Overall, 2017 was a very good year for book reading. My goal is to read 25 books during the course of a year, with a stretch goal of 30. My book count finished at 28 last year.
I changed things up a bit last year. In the past, I had only one book in progress at a time. In 2017, I almost always had two going at once. I would read a fun book during the evening, and a business or personal mindset book in the morning. I believe this strategy helped push me over the top with respect to my reading numbers. It also shaped my readings as the majority of the books I read last year were of a nonfiction variety. Not that it’s a bad thing, but I’d like to read a longer list of lighter, entertaining books in 2018.

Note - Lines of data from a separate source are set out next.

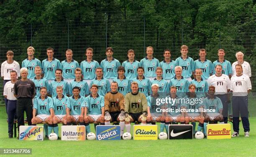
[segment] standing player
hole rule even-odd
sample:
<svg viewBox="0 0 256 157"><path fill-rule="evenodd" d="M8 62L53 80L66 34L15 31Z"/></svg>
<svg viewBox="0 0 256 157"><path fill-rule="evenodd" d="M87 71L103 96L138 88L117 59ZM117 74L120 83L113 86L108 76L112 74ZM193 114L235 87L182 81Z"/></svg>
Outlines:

I’m nearly finished compiling my 2018 reading list and plan to post in the next few days or so. In the meantime, here are the books I recommend that you include on your 2018 reading list.
I enjoy discovering and reading new authors, especially those that aren’t well known. I also find reading from a variety of authors important. Each has their own life experiences and philosophies that permeate their works.

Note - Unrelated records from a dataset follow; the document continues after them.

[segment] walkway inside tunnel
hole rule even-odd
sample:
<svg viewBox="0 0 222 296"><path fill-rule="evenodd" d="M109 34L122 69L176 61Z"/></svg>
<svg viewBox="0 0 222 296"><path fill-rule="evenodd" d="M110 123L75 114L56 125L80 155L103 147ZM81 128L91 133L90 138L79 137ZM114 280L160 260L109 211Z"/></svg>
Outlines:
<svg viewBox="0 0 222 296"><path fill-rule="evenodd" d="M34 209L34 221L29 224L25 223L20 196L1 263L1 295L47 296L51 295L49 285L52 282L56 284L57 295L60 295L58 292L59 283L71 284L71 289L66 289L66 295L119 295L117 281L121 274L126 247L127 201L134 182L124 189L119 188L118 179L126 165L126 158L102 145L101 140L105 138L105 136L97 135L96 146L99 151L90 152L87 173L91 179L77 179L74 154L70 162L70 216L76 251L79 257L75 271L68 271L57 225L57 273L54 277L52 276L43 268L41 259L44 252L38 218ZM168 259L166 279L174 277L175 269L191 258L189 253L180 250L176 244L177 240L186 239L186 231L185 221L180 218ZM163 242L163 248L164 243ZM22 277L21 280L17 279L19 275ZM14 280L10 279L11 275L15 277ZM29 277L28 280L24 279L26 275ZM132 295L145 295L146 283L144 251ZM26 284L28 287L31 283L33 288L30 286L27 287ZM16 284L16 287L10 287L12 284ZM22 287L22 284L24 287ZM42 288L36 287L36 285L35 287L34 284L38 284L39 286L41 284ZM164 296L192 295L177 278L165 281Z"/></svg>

One of the “undiscovered” authors I enjoyed reading during 2015 and 2016 was Eliot Peper. Even though I’m not a huge fan of the trilogy, I really enjoyed his Uncommon Stock series. I made it a point to put one of his more recent releases, Cumulus, on my 2017 reading list.
It took a while, but I finally got around to reading it over this past summer.
When it comes to work, there are a few principles that are important to me. One is to always be learning new things. A second, closely related principle, is to continuously improve. As part of living out these tenets, I like to read books that I can apply to my business. Because time is precious, I look to trusted sources and watch what other CEOs are reading and recommending to add to my reading list. I learned about the book Scrum: The Art of Doing Twice the Work in Half the Time by Jeff Sutherland and J.J. Sutherland through Matt Blumberg’s Return Path blog. He had great things to say about the book. Since I run a software development business, it was a no-brainer to make sure I read the book during 2017.
With most books, it’s pretty clear what you’re going to get when you read them. Others can surprise you. I’d have to put Setting the Table by Danny Meyer in the latter category.
I received the recommendation from a customer I started working with last year, who I would now consider a good friend. When we started working on a project together, he suggested that I read the book. My first thought was, “a book by a guy who runs restaurants, how could it possibly apply to my technology business?”
Turns out, the book is very applicable to my business. In fact, anyone running a business that deals with customers, meaning every business owner, can benefit from the lessons and experiences Danny Meyer’s shares.
One of my reading themes is health and fitness. And why not? What we do and eat on a daily basis has a huge impact on our quality of life. It affects how we feel, energy levels, quality of sleep and more.
My latest read in this genre was recommended by my sister Tricia, who has become more aware of and interested in learning how food affects health. She suggested that I read It Starts With Food by Dallas & Melissa Hartwig.
Given how much I got out of Wheat Belly and Grain Brain, adding It Starts With Food to my reading list was a no brainer. I was interested in seeing what other nutrition tips and ideas I could pick up from another source.